In the 2024 season, White helped the Patriots to a Week 1 victory on the road in Cincinnati Bengals with 2.5 sacks on quarterback Joe Burrow. Along with White's 2.5 sacks, he had four total tackles, two tackles for a loss, and three quarterback hits.

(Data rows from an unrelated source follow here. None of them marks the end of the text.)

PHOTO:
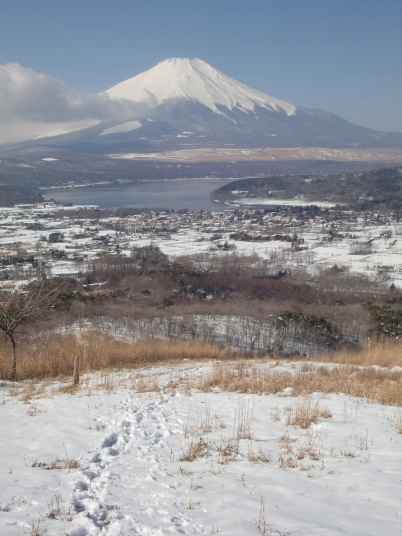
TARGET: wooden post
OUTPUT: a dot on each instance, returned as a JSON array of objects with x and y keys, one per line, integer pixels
[{"x": 76, "y": 374}]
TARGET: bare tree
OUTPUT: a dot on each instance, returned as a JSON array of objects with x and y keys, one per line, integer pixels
[{"x": 21, "y": 307}]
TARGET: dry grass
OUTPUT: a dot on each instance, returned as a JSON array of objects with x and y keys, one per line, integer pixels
[
  {"x": 383, "y": 386},
  {"x": 53, "y": 355},
  {"x": 383, "y": 354},
  {"x": 58, "y": 464}
]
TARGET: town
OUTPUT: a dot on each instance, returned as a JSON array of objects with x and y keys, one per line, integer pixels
[{"x": 52, "y": 240}]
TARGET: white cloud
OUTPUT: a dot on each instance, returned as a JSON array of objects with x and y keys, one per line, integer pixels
[{"x": 32, "y": 104}]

=== San Francisco 49ers ===
On October 29, 2025, White and a conditional 2026 seventh-round pick were traded to the San Francisco 49ers in exchange for a 2026 sixth-round pick.

==NFL career statistics==

Legend
| Bold | Career high |

===Regular season===

Year: Team; Games; Tackles; Interceptions; Fumbles
GP: GS; Cmb; Solo; Ast; Sck; TFL; Int; Yds; Avg; Lng; TD; PD; FF; Fum; FR; Yds; TD
2023: NE; 16; 4; 26; 12; 14; 1.0; 3; 0; 0; 0.0; 0; 0; 3; 0; 0; 0; 0; 0
2024: NE; 17; 13; 56; 31; 25; 5.0; 7; 0; 0; 0.0; 0; 0; 5; 2; 0; 0; 0; 0
2025: NE; 5; 1; 6; 2; 4; 0.0; 0; 0; 0; 0.0; 0; 0; 0; 0; 0; 0; 0; 0
SF: 9; 2; 12; 5; 7; 1.5; 2; 0; 0; 0.0; 0; 0; 1; 0; 0; 1; 0; 0
Career: 47; 20; 100; 50; 50; 7.5; 0; 0; 0; 0.0; 0; 0; 9; 2; 0; 1; 0; 0

===Postseason===

Year: Team; Games; Tackles; Interceptions; Fumbles
GP: GS; Cmb; Solo; Ast; Sck; TFL; Int; Yds; Avg; Lng; TD; PD; FF; Fum; FR; Yds; TD
2025: SF; 2; 0; 4; 2; 2; 1.0; 1; 0; 0; 0.0; 0; 0; 0; 0; 0; 0; 0; 0
Career: 2; 0; 4; 2; 2; 1.0; 1; 0; 0; 0.0; 0; 0; 0; 0; 0; 0; 0; 0

==Personal life==
On February 9, 2026, while attending a Super Bowl LX party in San Francisco, White had a disagreement with prominent rapper Lil Baby resulting in White being shot in the ankle and received emergency surgery the same day. He is expected to make a full recovery.